Fueron las dos horas más largas de su vida. Arturo no paraba de quejarse y lloriquear y ella no tenía ganas de aguantarlo. A través de la ventana solo se podía ver las calles desiertas complejo residencial en el que vivían. No había ni un alma a la vista y la mayor parte de las viviendas estaban a oscuras, aunque aquí y allá se adivinaban figuras agazapadas tras las ventanas, todos igual de encogidos por el miedo. A lo lejos, sobre el centro de la ciudad, se elevaban varias columnas de humo y al cabo de un rato oyó una serie de explosiones sordas.

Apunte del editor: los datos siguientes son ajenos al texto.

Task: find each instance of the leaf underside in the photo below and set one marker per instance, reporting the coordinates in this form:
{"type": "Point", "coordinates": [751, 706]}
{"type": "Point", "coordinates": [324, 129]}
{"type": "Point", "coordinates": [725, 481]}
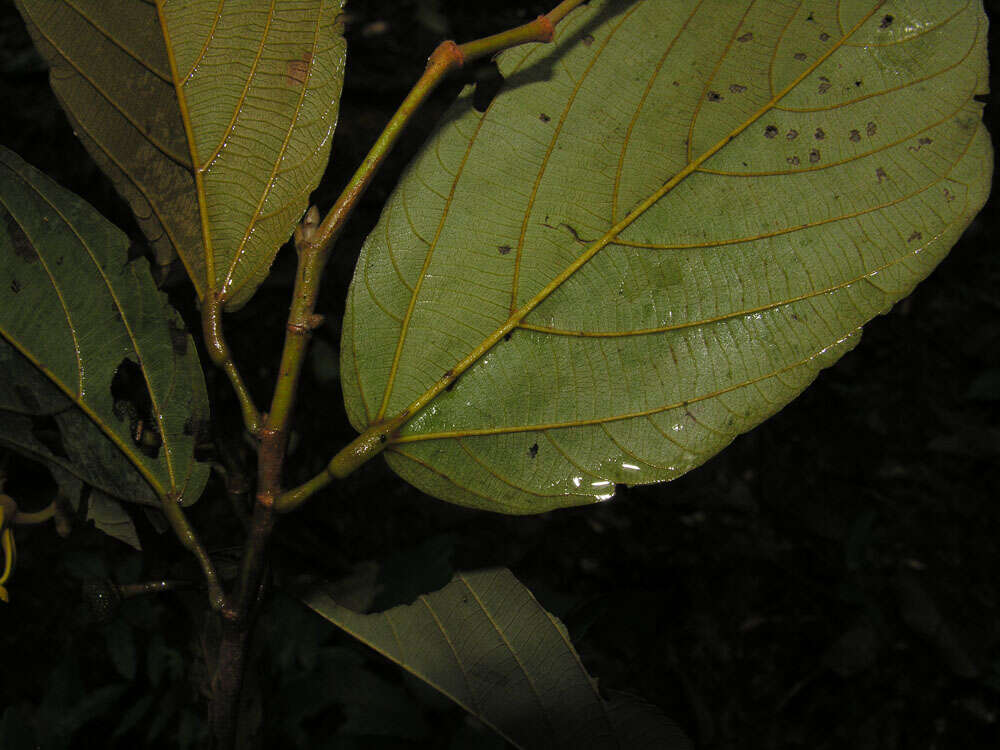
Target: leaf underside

Cuando papá volvió, estaba pálido como una vela. Ya no llevaba puesto el abrigo y una de las mangas de su jersey estaba desgarrada y sucia, como si se hubiese tenido que arrastrar por el suelo. Temblaba tanto que la primera copa de whisky se le derramó casi entera sobre la alfombra persa que tanto le gustaba a mamá.

«Nos vamos» fue todo lo que dijo, demudado. Metió en una maleta varios puñados de ropa arrugada, un montón de papeles que ya no valían para nada y la última botella que le quedaba. Arturo no paraba de llorar, asustado, y papá estaba tan alterado que solo contestaba a sus preguntas con murmullos ausentes. Bárbara jamás lo había visto tan fuera de sí.

Salieron en coche al cabo de media hora. Cuando las ruedas tocaron la calle, pudo ver que no eran los únicos que habían tomado la misma decisión. Docenas de vecinos subían a sus vehículos en medio de una sensación de urgencia palpable en el aire. Dos hombres se peleaban a puñetazos al lado de una furgoneta cargada hasta los topes, junto a una mujer que lloraba de forma histérica abrazada a un bebé. Alguien gritaba «¡ya vienen!» una y otra vez, con la voz rota, como si hubiese perdido el juicio. El caos estaba a punto de desatarse.

Circularon por la carretera durante un buen rato hasta que tropezaron con el primer atasco de docenas de coches abandonados en medio de la calzada, detenidos a saber por qué. Papá soltó un juramento y tuvieron que deshacer parte del camino hasta un desvío. Por allí pudieron seguir durante unos cuantos kilómetros hasta que volvieron a tropezarse con otro corte de carretera, esta vez a causa de un camión volcado. Había manchas de sangre en la calzada, y casquillos de cobre relucientes que brillaban bajo los faros desde las cunetas.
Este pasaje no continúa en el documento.